Bei Snapchat hingegen schwebt weiterhin ein dickes Fragezeichen im Raum, was den Bereich Marketing angeht. Immer wieder tauchen Berichte darüber auf, wie das Unternehmen den Markt revolutionieren will. Da ist die Rede von Snap-Ads, Werbe-API und Snapchat-Partnern, aber aus eigener Erfahrung lässt sich feststellen, dass man, zumindest im deutschsprachigen Raum, kaum mit Werbung bei Snapchat in Berührung kommt. Doch insbesondere ein vor Kurzem eingereichtes Patent könnte dafür sorgen, dass hier zukünftig mehr passiert. Die entsprechende Technologie soll die Möglichkeit bieten, Objekte in einem Bild zu erkennen und dazu passende Filter aufzuspielen. Auch Werbung könnte dadurch passend geschaltet werden – ähnlich wie bei den AdWords von Google, nur eben in visueller Form. Auch hier wird der Nutzer im Vergleich zu Instagram viel mehr eingebunden und greift fast schon aktiv in das Geschehen ein.

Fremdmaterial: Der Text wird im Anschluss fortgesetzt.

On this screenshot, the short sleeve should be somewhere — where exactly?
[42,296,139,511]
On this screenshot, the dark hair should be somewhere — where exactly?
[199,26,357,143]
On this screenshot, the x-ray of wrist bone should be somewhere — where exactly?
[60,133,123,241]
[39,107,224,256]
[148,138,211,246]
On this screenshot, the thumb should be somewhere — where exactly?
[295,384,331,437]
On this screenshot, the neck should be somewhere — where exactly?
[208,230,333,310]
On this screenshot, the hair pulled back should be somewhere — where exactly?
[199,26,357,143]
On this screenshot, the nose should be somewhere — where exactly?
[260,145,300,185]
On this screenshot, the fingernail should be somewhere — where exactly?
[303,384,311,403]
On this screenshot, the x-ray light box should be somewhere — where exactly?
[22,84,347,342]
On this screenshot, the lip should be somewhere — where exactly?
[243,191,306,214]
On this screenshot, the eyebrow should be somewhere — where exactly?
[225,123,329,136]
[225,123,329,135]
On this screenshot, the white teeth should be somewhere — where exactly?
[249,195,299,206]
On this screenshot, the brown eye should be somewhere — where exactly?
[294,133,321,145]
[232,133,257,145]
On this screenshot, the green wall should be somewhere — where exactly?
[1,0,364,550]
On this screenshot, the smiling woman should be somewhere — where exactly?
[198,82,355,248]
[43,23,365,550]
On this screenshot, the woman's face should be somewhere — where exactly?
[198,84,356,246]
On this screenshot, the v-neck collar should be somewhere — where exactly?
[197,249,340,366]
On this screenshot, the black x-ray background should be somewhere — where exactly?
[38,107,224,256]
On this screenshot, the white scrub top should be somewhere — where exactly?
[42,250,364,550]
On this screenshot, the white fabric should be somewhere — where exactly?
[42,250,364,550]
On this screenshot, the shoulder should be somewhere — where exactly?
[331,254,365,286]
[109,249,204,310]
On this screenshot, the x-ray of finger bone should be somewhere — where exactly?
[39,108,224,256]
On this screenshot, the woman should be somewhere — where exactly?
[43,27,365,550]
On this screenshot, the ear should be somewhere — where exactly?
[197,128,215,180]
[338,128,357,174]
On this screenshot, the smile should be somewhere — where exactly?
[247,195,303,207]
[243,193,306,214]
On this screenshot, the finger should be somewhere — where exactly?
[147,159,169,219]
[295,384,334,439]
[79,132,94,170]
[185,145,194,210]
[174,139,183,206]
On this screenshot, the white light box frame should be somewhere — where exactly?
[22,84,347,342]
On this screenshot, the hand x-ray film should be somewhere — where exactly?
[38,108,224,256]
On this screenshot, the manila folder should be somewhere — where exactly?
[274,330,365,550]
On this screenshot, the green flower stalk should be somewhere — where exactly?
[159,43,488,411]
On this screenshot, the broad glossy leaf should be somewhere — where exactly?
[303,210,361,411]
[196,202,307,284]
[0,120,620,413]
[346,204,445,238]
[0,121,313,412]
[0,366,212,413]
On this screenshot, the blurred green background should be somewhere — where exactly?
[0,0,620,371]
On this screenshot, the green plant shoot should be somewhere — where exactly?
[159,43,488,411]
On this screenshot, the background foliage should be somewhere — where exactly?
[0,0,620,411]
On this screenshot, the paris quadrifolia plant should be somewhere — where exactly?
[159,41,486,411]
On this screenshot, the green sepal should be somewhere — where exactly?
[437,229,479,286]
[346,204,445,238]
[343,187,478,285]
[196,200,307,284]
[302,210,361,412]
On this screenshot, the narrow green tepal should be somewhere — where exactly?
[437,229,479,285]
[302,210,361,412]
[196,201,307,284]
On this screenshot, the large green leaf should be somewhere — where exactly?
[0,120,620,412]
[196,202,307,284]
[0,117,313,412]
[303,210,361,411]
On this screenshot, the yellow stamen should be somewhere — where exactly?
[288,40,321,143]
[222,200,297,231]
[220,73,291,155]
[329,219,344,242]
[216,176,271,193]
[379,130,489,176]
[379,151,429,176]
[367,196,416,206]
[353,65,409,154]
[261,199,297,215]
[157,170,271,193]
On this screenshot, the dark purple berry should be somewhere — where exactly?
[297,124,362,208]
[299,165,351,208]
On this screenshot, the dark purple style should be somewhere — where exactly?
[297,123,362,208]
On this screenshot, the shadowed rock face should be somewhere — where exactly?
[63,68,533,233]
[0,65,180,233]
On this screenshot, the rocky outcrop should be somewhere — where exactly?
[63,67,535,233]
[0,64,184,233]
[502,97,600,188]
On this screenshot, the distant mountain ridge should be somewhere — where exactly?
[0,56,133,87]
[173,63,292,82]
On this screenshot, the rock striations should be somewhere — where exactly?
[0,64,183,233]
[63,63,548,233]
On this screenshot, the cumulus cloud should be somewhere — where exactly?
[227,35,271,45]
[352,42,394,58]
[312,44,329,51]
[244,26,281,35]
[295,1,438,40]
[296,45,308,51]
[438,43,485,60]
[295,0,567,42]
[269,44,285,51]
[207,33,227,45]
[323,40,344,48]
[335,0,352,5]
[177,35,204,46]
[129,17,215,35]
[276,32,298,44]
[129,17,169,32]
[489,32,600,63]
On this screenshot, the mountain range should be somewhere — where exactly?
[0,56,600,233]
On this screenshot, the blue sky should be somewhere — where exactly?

Natürlich hat Instagram bei seinem Konkurrenten Snapchat geklaut, wodurch sich die Funktionsweisen der beiden Plattformen noch mehr ähneln, als es bereits vorher der Fall war. Die grundlegende Ausrichtung jedoch, wie der User dies jeweils nutzen soll, unterscheidet sich immens. Dies wird auch bei den Marketing-Möglichkeiten deutlich. Durch diese Unterscheidung wird es am Ende wohl keinen eindeutigen Sieger, sondern eher ein verdientes Unentschieden geben.